Alzò lo sguardò, lasciando che il colletto del cappotto si sollevasse a coprirgli il collo e, finalmente, la vide. Lo stava aspettando, poco più avanti, con il cellulare tra le mani guantate, un lungo cappotto beige e una pesante sciarpa di un dolce panna che richiamava il colore delle scarpe seminascoste dai jeans. Intorno a lei la vita cittadina scorreva come sabbia all'interno di una clessidra.

Lui e Janette avevano deciso di incontrarsi in città, di passare il loro tempo insieme nel mezzo di quelle mille persone che mai avrebbero perso il loro tempo per far caso a loro, al contrario degli occhi insistenti che al Campus seguivano ogni loro passo come avvoltoi in cerca di una preda come soggetto di nuove chiacchiere.
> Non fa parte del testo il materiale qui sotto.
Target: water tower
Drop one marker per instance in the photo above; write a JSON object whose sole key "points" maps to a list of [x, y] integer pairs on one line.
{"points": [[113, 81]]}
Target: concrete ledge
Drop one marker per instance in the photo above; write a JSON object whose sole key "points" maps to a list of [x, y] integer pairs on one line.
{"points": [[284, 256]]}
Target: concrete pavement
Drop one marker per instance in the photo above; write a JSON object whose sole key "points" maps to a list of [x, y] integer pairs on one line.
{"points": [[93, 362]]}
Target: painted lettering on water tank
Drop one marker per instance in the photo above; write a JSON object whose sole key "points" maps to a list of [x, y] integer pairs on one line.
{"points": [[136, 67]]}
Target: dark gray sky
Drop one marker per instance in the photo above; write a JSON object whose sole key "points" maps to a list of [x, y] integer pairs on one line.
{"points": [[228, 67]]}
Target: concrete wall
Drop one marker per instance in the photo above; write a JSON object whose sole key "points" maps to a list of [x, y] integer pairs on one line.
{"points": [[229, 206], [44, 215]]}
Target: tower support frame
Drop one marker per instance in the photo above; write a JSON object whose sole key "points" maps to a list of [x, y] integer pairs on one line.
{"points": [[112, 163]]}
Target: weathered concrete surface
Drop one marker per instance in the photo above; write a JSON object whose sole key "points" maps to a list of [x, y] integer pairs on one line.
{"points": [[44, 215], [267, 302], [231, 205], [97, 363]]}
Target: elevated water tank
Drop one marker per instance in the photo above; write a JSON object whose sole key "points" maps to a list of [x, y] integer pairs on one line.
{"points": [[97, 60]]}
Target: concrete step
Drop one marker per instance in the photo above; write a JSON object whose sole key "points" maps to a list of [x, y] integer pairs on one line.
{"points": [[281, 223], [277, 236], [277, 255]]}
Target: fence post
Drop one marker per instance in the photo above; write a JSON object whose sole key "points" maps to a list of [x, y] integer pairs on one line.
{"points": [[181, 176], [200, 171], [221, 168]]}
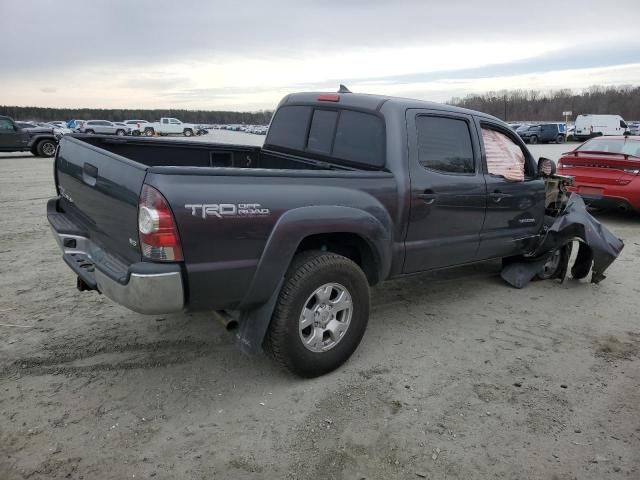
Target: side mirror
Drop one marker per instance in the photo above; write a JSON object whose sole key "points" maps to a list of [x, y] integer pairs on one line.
{"points": [[546, 167]]}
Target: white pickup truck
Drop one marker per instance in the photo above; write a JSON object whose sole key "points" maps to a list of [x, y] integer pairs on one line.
{"points": [[170, 126]]}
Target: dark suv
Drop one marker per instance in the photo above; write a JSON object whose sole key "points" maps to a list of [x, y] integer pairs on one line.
{"points": [[543, 133], [40, 141]]}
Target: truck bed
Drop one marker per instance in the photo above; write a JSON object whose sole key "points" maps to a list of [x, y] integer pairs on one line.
{"points": [[162, 153]]}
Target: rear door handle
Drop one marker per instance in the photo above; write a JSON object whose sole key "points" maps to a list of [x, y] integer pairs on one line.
{"points": [[89, 174], [497, 196], [428, 196]]}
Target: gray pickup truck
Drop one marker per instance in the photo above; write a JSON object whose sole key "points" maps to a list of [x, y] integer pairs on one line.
{"points": [[286, 240], [42, 142]]}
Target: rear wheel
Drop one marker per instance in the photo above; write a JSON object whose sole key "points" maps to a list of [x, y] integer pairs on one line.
{"points": [[46, 148], [321, 314]]}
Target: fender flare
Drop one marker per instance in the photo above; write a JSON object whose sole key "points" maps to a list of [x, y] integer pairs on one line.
{"points": [[297, 224]]}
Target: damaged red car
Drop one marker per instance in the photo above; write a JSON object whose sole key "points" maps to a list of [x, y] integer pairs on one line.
{"points": [[606, 172]]}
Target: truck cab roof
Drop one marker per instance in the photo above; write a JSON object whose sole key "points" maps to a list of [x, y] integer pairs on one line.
{"points": [[373, 103]]}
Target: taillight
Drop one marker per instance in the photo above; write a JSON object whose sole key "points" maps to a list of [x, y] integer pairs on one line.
{"points": [[157, 229]]}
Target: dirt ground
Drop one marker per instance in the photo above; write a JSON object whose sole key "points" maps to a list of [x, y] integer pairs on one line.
{"points": [[458, 376]]}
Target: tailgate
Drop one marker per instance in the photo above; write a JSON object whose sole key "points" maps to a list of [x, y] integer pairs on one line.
{"points": [[99, 190]]}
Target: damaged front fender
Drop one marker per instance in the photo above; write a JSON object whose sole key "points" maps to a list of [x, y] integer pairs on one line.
{"points": [[599, 247]]}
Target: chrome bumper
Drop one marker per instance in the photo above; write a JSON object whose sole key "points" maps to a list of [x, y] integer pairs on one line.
{"points": [[143, 292]]}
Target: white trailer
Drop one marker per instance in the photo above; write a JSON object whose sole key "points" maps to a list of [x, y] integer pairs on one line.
{"points": [[588, 126]]}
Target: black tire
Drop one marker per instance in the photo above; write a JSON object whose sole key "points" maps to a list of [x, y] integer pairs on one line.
{"points": [[308, 272], [46, 148]]}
Di lui avrebbero detto che era sleale prendersi ciò che era appartenuto al defunto fratello, calcando le sue orme e cancellando le sue ombre, di lei avrebbero detto che stava soltanto cercando un ripiego, che non voleva altro che i loro soldi, la loro vita o qualsiasi cosa avrebbe potuto prendere, dopotutto a distinguere i due gemelli c'era veramente poco o, almeno, questo è quello che si pensava. La verità, però, era che Janette non era mai appartenuta a nessuno, non avrebbe certo iniziato adesso, e non voleva altro che essere finalmente amata da qualcuno, da Grayson.

Nessuno sarebbe stato clemente nel giudizio, considerata la superficialità e l'egoismo con i quali le persone sputavano sentenze sulle altre, le parole avrebbero iniziato a viaggiare in fretta, più di quanto avrebbero potuto fare loro e non sarebbero più stati in grado di raggiungerle.